By Gordon Anderson, Sanford Herald, N.C.McClatchy-Tribune Regional News

Jul. 24, 2009--SANFORD -- Hotel rooms in Sanford are relatively easy to come by on most weekends. But visit town on a Monday or a Wednesday, and you might not be so lucky.

Area hotel managers say that's because a large portion of their business comes from corporate travel.

With Sanford being home to businesses like 3M, Caterpillar, Static Control, and Wyeth -- all of whom have country-wide or even world-wide reach -- it's not surprising that most of the people traveling here are doing so for business purposes.

"It is very much business travel," said Dipak Patel, who owns the Days Inn in Sanford and the city's new Comfort Suites, which hosted its ribbon-cutting ceremony Thursday.

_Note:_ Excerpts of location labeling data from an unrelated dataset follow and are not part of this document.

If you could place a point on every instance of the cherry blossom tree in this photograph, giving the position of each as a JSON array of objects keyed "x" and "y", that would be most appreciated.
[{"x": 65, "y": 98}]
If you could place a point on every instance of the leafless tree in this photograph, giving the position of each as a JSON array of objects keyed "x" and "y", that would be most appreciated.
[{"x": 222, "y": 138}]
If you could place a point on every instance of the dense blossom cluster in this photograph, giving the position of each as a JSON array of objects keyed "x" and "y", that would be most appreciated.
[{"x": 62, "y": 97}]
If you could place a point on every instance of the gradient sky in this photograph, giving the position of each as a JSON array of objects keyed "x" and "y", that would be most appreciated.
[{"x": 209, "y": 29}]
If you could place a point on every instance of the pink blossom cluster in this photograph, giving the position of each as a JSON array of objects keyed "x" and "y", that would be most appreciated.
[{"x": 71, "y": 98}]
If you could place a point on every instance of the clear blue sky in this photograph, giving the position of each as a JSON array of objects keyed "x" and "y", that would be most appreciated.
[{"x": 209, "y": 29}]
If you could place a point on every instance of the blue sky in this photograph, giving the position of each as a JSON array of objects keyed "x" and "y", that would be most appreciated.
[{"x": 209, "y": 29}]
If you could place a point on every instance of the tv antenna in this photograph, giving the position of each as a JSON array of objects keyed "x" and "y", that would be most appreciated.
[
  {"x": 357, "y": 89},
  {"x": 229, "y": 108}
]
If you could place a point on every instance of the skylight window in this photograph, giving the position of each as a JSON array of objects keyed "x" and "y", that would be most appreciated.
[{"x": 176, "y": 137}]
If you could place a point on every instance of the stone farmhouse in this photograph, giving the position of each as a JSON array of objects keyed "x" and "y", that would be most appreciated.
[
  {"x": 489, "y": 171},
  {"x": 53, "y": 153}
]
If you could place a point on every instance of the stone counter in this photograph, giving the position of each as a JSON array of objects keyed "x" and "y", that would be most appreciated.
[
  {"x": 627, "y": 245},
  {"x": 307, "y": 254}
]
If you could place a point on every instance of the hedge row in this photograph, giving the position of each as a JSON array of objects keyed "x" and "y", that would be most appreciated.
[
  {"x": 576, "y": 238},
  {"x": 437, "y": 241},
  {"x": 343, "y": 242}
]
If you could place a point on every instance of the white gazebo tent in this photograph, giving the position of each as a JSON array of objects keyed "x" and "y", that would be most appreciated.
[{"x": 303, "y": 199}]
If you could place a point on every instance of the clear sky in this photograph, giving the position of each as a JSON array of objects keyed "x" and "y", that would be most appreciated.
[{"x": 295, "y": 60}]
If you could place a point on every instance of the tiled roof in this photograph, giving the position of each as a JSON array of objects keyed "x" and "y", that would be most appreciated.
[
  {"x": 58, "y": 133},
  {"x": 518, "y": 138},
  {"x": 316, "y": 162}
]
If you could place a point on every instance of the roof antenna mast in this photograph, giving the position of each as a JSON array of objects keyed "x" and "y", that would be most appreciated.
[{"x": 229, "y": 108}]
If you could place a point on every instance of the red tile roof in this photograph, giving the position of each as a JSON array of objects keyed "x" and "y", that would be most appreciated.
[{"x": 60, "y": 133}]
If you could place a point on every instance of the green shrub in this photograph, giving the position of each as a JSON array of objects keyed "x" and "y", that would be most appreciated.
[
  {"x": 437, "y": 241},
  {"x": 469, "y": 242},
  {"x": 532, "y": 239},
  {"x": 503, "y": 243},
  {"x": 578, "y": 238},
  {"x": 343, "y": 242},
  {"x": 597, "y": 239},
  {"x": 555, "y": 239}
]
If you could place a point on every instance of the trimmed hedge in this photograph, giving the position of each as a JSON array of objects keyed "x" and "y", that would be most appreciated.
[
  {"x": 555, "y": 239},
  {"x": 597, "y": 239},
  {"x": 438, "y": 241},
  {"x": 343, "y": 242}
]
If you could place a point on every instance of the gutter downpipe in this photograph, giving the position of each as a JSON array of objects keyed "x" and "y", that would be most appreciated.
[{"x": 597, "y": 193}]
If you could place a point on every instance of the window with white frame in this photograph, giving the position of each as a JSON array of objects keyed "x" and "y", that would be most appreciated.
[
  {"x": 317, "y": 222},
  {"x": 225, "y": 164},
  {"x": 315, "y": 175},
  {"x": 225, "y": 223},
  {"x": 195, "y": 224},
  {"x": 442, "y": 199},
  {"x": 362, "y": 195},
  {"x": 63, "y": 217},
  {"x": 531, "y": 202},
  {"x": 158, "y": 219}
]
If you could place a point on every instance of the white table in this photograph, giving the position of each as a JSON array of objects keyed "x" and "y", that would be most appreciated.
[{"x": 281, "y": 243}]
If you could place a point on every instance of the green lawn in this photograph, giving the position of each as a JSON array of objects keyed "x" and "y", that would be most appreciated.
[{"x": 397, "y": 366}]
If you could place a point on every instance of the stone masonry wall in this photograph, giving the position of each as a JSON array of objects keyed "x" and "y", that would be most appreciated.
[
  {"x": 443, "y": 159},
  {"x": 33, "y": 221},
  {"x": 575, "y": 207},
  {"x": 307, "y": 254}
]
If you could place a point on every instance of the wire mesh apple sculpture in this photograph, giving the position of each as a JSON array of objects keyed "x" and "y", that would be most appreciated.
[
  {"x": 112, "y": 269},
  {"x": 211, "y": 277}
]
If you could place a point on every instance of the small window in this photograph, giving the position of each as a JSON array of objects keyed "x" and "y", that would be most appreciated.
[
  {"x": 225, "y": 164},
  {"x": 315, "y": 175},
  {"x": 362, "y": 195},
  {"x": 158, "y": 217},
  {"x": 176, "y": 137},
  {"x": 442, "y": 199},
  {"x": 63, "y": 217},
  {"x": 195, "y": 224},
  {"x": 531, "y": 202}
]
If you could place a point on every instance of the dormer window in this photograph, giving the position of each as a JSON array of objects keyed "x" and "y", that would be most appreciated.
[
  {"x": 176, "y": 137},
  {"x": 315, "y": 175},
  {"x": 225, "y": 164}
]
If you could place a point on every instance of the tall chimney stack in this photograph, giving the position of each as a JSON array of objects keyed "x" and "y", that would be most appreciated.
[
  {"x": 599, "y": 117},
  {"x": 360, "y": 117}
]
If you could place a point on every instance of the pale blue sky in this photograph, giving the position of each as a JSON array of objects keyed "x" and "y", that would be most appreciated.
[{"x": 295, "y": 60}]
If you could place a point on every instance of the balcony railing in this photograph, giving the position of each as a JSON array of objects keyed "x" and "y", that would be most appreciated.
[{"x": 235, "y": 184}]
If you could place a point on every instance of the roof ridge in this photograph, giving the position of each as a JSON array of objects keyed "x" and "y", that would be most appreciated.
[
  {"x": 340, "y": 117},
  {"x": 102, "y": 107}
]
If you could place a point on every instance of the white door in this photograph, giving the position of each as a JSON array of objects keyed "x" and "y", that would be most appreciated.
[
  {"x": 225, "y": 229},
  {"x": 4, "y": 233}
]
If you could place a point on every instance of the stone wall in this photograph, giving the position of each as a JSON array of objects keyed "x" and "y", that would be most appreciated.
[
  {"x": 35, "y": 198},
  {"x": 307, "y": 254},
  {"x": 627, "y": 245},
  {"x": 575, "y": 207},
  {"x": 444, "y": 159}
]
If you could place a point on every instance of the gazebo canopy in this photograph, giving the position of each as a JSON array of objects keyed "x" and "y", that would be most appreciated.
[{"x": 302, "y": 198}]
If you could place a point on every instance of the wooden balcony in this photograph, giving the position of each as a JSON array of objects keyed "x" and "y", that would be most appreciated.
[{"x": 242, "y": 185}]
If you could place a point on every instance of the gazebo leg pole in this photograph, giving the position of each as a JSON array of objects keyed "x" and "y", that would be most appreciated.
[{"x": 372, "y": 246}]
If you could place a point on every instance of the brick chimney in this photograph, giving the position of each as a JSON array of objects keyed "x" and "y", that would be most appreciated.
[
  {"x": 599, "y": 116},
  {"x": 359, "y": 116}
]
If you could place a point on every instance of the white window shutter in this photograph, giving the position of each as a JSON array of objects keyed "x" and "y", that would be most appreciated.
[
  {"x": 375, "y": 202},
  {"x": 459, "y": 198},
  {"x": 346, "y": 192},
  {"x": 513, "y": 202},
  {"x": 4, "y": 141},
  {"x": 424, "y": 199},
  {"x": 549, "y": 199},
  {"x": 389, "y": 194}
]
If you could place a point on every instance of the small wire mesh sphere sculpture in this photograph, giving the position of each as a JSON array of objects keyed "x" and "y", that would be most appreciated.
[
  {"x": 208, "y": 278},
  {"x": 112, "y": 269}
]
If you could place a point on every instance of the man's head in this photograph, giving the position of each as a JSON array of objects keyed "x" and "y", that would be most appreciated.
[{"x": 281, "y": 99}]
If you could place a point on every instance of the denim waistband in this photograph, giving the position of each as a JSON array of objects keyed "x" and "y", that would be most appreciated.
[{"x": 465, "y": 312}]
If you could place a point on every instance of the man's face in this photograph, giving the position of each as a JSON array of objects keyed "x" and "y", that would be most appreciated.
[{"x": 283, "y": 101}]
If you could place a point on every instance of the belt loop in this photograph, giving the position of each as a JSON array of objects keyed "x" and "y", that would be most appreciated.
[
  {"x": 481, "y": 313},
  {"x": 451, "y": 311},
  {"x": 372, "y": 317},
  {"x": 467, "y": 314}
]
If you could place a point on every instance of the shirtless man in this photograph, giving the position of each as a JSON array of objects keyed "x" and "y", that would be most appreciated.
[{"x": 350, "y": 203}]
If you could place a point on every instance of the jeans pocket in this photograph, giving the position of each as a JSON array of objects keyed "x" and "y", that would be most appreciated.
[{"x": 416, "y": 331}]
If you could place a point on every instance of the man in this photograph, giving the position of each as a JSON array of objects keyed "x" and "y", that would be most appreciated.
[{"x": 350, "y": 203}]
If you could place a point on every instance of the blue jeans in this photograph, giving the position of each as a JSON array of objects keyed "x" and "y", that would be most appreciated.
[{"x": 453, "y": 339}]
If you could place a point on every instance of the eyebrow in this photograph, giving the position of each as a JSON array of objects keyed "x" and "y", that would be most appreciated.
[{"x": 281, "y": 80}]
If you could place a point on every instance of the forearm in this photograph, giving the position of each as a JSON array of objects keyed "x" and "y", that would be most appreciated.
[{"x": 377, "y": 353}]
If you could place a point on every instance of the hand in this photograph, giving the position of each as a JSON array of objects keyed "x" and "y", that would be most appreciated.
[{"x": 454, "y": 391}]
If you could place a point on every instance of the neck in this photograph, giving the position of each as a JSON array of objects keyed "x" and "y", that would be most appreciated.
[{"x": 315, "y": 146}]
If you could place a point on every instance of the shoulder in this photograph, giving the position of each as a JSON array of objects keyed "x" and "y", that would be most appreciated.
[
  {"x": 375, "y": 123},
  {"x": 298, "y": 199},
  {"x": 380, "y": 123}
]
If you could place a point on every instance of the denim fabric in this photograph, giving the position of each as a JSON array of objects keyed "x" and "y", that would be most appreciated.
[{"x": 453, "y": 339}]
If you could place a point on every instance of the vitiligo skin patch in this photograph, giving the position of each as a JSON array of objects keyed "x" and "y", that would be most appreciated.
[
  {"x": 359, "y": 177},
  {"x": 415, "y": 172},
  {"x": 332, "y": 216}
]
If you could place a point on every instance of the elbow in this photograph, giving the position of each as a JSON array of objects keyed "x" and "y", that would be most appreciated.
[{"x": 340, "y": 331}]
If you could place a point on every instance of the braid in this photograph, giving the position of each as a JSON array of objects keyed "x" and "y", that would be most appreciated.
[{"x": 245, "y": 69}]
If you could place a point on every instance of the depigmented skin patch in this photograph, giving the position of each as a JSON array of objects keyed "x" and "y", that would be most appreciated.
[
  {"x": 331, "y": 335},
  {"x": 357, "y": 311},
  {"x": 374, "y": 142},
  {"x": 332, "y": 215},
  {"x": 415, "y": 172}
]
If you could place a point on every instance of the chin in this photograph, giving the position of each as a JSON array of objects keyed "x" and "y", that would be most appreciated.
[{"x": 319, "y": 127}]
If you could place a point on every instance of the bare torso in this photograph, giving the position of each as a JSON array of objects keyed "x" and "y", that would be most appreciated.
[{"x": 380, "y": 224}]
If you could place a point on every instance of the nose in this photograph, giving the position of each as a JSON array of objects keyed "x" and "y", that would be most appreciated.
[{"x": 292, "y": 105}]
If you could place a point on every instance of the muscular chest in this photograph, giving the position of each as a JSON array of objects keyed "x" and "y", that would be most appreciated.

During his hotel's big day, Patel said he chose to go with the Comfort Suites brand for his latest franchise specifically because it is geared toward corporate clients, with suite-style rooms and other business amenities.

He said at least 80 percent of the people who come to Sanford and stay in hotels do so for business, and already, the guest list at Comfort Suites is reflecting that.

Diana Finney, general manager of the Holiday Inn Express on Horner Boulevard, estimated her corporate clientele even higher.

"I'd say at least 85 to 90 percent of our business is corporate-based," said Finney, basing this on her nine years working at the hotel.

Unlike its neighbors to the north and south, Lee County doesn't boast a booming tourism-driven economy. People travel to Wake County for its sports, its proximity to three major universities and for other amenities smaller counties like Lee lack.

Moore County, meanwhile, thrives off tourism, thanks in huge part to the golf packages and resorts offered in Pinehurst and Southern Pines.

On average, $956,164 is pumped into the Moore County economy via travel and tourism every day. The county ranks third in total travel revenues generated per capita, meaning that local government and its citizens rely heavily on travel revenues.

Earlier this year, Sanford City Councilman Mike Stone and Lee County Board of Commissioners Chairman Richard Hayes had toyed with the idea of increasing the county's hotel/motel tax rate from 4 percent to 8 percent.

The thought was to use the excess revenue generated by the increase to fund a tourism authority for Sanford and Lee County.

The tax currently funds the Dennis A. Wicker Civic Center on the campus of Central Carolina Community College.

Finney said that such an increase wouldn't be prudent for the area because of the low level of recreational travel.

"I don't see how our clients paying a higher tax would benefit the community. It would just hurt the businesses who bring people into town," she said.

Stone said the option is off the table for now, because rules passed by the General Assembly since the arrangement with the Civic Center would mean any change in the tax would also cause a change in the way funds are distributed.

"If we change the hotel/motel tax structure, we have new rules to follow," he said, explaining that the new rules stipulate that only 33 percent of any hotel/motel tax can go toward any one building.

"It would end up to where we'd be generating even less money for the civic center."